Une étude publiée par l’Institut d’études économiques Xerfi en mai 2012 montre que, situation de crise oblige, les entreprises et leurs services RH ont eu tendance ces dernières années à ralentir leurs investissements en formations linguistiques au profit d’autres domaines plus directement opérationnels. Pourtant, les besoins restent importants et les organismes de formation diversifient leurs offres, associant à leurs outils pédagogiques traditionnels, toujours plébiscités, de nouvelles pratiques innovantes comme la visioformation et le blended learning.
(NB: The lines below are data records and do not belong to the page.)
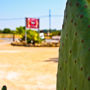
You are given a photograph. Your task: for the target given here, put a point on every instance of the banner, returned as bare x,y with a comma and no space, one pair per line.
32,23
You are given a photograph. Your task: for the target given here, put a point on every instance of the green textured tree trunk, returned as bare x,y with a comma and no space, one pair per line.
74,57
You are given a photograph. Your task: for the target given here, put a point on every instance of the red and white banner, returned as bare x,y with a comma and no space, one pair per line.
32,23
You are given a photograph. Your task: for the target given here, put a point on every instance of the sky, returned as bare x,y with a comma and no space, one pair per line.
11,9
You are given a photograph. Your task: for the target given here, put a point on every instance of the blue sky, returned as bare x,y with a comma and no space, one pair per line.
31,8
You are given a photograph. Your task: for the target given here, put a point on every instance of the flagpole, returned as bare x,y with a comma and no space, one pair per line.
25,31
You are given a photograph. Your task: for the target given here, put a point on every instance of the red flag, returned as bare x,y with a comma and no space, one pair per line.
32,23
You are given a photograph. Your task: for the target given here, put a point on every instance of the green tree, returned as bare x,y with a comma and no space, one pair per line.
20,30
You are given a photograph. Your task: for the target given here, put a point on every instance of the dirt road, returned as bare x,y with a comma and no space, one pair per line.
25,68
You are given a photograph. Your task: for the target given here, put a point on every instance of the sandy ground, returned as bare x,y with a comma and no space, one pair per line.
26,68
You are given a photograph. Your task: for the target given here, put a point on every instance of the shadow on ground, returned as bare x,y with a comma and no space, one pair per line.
55,60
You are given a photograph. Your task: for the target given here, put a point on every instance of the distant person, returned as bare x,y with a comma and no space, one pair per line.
4,87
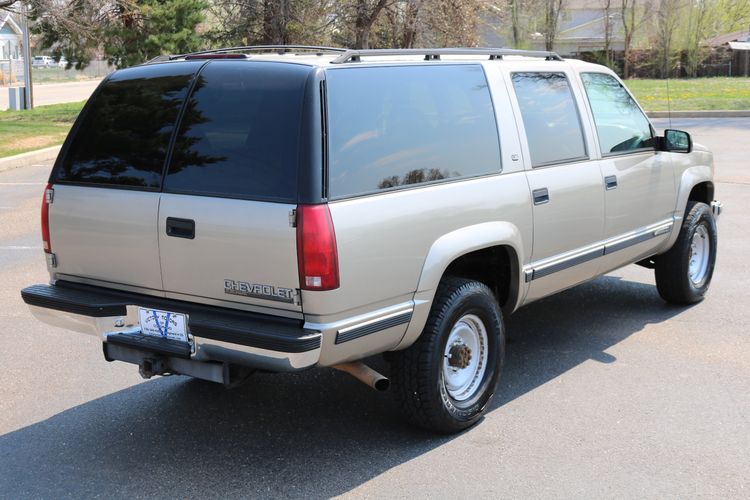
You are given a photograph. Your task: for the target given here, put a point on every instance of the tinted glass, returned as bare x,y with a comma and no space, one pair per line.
239,136
550,117
620,124
397,126
124,136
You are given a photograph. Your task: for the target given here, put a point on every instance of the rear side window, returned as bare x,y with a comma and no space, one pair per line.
550,118
240,134
123,138
620,124
397,126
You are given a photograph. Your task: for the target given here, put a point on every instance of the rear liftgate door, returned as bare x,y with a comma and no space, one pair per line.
225,232
106,183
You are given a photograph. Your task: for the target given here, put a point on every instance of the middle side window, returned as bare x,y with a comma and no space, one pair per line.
550,117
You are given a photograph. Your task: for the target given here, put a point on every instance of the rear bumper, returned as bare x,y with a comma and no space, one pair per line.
215,333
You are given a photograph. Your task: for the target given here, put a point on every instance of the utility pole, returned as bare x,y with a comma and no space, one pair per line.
27,59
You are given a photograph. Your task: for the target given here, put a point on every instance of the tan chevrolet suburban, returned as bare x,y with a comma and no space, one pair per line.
283,208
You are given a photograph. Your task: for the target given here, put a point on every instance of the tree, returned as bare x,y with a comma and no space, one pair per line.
667,20
275,22
552,10
127,32
633,13
366,13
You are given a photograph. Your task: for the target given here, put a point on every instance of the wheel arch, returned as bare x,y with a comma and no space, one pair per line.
695,184
464,253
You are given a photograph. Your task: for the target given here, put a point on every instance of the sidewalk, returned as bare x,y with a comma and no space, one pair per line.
55,93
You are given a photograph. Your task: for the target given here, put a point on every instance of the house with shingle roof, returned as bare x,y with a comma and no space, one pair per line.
738,46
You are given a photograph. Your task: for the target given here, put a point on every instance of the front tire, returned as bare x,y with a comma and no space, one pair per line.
683,274
445,381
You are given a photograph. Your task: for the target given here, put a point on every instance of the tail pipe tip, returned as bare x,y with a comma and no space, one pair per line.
365,374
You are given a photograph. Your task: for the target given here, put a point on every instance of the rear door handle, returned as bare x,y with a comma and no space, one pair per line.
181,228
541,196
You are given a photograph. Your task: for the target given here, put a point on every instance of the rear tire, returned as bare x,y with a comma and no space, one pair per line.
445,381
683,274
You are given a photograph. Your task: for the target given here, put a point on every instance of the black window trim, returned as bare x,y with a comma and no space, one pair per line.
566,161
375,192
300,197
81,118
411,187
305,194
596,130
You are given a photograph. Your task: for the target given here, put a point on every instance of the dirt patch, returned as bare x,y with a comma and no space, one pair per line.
36,142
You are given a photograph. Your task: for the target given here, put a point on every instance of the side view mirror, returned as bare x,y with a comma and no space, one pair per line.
676,141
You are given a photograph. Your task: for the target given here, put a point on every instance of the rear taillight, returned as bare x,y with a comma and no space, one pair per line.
49,194
317,257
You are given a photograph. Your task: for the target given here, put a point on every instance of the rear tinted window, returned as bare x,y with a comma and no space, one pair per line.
124,136
240,134
550,118
397,126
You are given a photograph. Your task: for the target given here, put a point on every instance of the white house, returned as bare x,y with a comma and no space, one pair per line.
10,38
582,28
11,53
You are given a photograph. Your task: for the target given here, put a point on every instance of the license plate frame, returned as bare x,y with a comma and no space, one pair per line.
168,325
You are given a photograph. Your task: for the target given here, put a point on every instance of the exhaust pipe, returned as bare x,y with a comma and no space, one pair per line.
365,374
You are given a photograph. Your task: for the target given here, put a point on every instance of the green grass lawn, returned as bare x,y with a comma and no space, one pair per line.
45,126
698,94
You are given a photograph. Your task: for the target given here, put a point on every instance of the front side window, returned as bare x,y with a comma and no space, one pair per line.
392,127
550,117
620,124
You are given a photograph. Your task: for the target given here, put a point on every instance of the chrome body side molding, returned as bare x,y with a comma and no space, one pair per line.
546,267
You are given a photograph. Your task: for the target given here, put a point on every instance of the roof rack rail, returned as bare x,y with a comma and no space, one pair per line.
279,49
434,54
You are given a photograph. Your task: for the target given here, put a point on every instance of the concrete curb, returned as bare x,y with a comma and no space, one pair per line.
699,114
30,158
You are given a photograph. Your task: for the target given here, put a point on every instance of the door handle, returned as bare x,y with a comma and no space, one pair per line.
541,196
181,228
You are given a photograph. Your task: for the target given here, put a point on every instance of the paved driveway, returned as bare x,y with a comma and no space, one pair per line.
608,393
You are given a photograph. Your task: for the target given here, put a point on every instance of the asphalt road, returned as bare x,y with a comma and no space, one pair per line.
608,393
54,93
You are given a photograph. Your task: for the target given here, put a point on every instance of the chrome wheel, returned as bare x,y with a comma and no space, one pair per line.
700,252
465,358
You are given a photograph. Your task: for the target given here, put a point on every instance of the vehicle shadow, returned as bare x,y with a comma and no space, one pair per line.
312,434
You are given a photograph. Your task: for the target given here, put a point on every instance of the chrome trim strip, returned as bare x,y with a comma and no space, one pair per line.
717,207
541,272
555,264
639,237
373,326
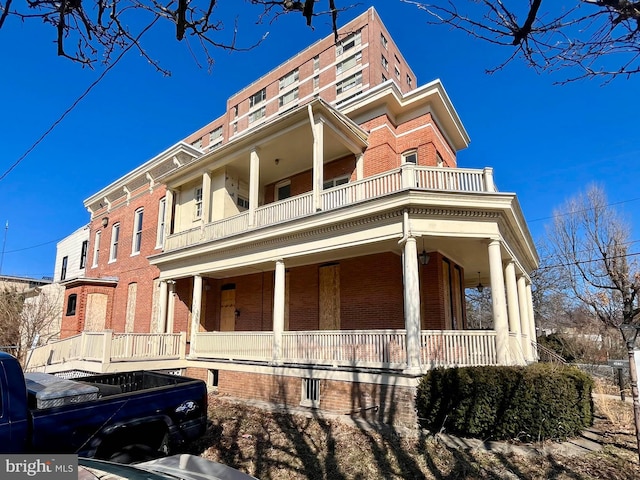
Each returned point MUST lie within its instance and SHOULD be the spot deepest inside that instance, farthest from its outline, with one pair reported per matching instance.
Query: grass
(279, 445)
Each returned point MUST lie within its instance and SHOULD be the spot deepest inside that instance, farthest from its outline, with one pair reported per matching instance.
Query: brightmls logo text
(50, 467)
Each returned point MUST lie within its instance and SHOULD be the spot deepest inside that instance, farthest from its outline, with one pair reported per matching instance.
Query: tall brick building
(315, 241)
Estimé à plus de 400 millions d’euros, le marché de l’enseignement des langues, pénalisé par la crise depuis 2009, devrait retrouver quelques couleurs cette année. Selon les estimations des experts Xerfi, il progresserait alors de 0,5 % en valeur avant de rebondir plus franchement en 2013 de l’ordre de + 3 %. Depuis deux ans, les entreprises se concentrent sur d’autres domaines comme le management, le marketing ou encore la communication. « Ces dernières années, explique Faïza Bolongaro, chargée d’études chez Xerfi, pour des questions purement conjoncturelles, les entreprises ont un peu délaissé les formations en langues au profit de secteurs immédiatement opérationnels. »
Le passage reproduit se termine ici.